Jealousy Has Some Harmful Side Effects

We've all experienced it from time to time. That pang you feel when your significant other is looking at an attractive person. Or when they are sharing smiles with someone of the opposite sex. Yes, that feeling is the dreaded emotion called jealousy. Nobody wants to feel jealous (or be around other jealous people), and yet the emotion still rears its ugly head every once in a while. Jealousy in relationships is a pretty common occurrence, but the effects can be damaging, both to you and to your significant other.

This was recently proven in a study, published in the journal Emotion. Psychologists at the University of Delaware got 25 couples and sat each of them side by side in front of separate computers.

On the "his" screen they showed landscapes and asked the men to rate the beauty of what they were seeing. As this was happening, on the "her" screen, they showed a collage of images with occasional landscapes and asked the women to flag these.

After a bit the researchers told the women their men were looking not at landscapes but females, and worse they were rating their attractiveness.

Meanwhile, on the "her" screen, the image stream continued and the women participants were still expected to identify the landscape shots when they appeared.

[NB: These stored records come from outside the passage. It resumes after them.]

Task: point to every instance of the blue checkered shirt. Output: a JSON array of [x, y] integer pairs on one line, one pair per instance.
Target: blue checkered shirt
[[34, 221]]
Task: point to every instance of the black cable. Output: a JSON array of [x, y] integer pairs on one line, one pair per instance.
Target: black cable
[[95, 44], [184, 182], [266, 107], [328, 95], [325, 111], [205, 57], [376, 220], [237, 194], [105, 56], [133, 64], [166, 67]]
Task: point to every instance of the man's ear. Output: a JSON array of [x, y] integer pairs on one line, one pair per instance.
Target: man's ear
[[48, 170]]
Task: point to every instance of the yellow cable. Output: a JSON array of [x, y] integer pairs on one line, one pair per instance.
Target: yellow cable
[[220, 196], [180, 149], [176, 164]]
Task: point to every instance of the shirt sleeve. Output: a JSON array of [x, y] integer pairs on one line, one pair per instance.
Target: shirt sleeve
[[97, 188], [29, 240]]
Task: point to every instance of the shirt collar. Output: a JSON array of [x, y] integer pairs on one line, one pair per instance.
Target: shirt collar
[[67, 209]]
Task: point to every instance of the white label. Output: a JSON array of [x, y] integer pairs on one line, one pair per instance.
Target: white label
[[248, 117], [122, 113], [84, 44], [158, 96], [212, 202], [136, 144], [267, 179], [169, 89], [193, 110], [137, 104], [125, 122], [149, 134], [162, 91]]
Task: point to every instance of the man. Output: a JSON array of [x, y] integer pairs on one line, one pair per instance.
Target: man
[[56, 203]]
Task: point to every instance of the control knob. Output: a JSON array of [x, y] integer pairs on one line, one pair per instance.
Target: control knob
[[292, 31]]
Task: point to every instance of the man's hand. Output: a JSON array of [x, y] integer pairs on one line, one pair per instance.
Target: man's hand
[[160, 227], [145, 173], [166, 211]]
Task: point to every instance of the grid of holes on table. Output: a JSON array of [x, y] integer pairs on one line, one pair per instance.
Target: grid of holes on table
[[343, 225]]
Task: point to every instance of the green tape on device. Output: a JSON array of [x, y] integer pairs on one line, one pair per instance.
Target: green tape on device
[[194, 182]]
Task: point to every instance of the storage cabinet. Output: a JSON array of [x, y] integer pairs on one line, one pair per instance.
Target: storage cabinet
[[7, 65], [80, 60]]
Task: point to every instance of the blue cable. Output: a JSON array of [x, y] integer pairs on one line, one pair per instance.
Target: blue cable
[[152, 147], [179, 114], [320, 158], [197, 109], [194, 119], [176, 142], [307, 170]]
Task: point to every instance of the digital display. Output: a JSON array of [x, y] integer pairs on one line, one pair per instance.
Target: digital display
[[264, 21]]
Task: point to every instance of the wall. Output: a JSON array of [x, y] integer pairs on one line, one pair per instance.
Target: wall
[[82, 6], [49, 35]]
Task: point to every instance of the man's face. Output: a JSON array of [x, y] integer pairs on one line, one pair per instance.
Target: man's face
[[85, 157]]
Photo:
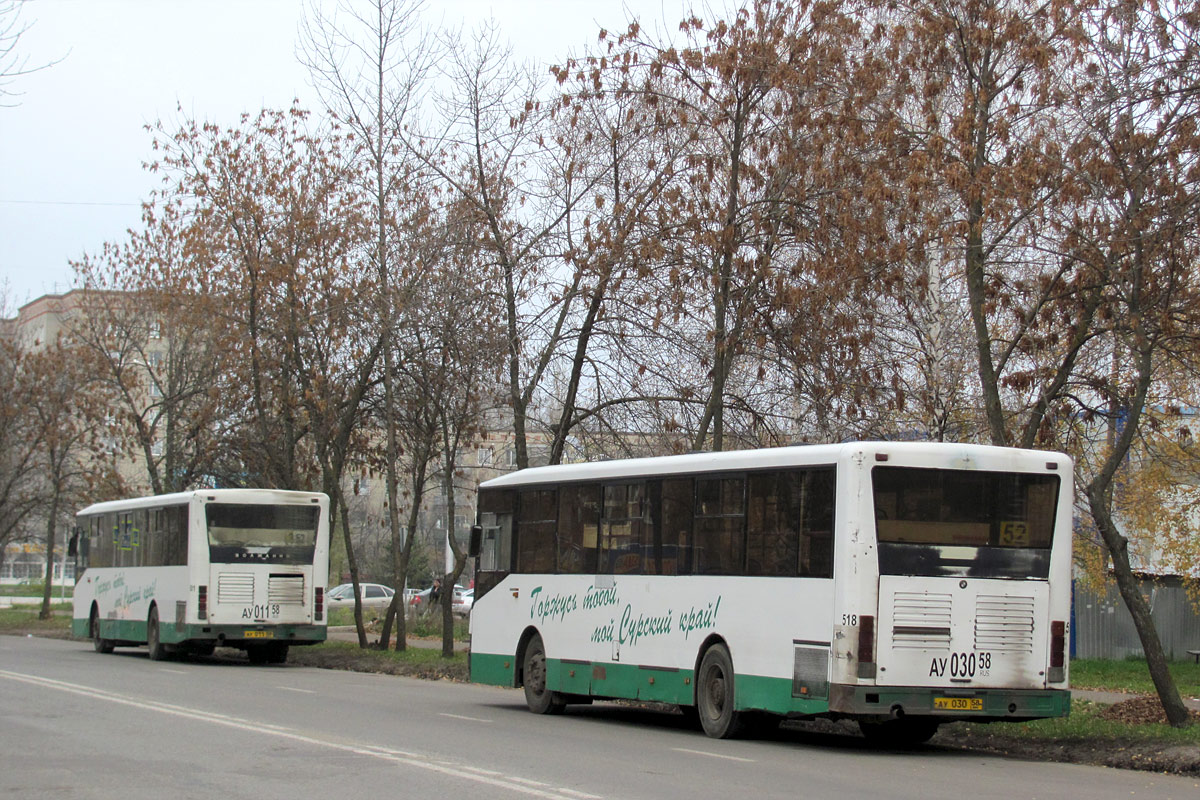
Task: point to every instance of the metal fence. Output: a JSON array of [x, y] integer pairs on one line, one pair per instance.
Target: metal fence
[[1103, 629]]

Now here's the interesting bit: those women who said they were most disturbed by what they thought their men were doing spotted the fewest landscapes because they were afflicted with what the researchers call "emotional-induced blindness." In other words, jealousy really makes you blind -- at least if you're female. They have yet to run the test on men but I assume the result will be the same. Jealousy, described by the poet John Dryden in his Song of Jealousy as a blinding "tyrant of the mind", afflicts both sexes equally. But what would Dryden make of the Delaware research? Might he be puzzled at the trouble taken to prove what he and others had said about jealousy literally hobbling a sufferer's vision, or would he be flattered that the poets had beaten science by several centuries? The latter I hope.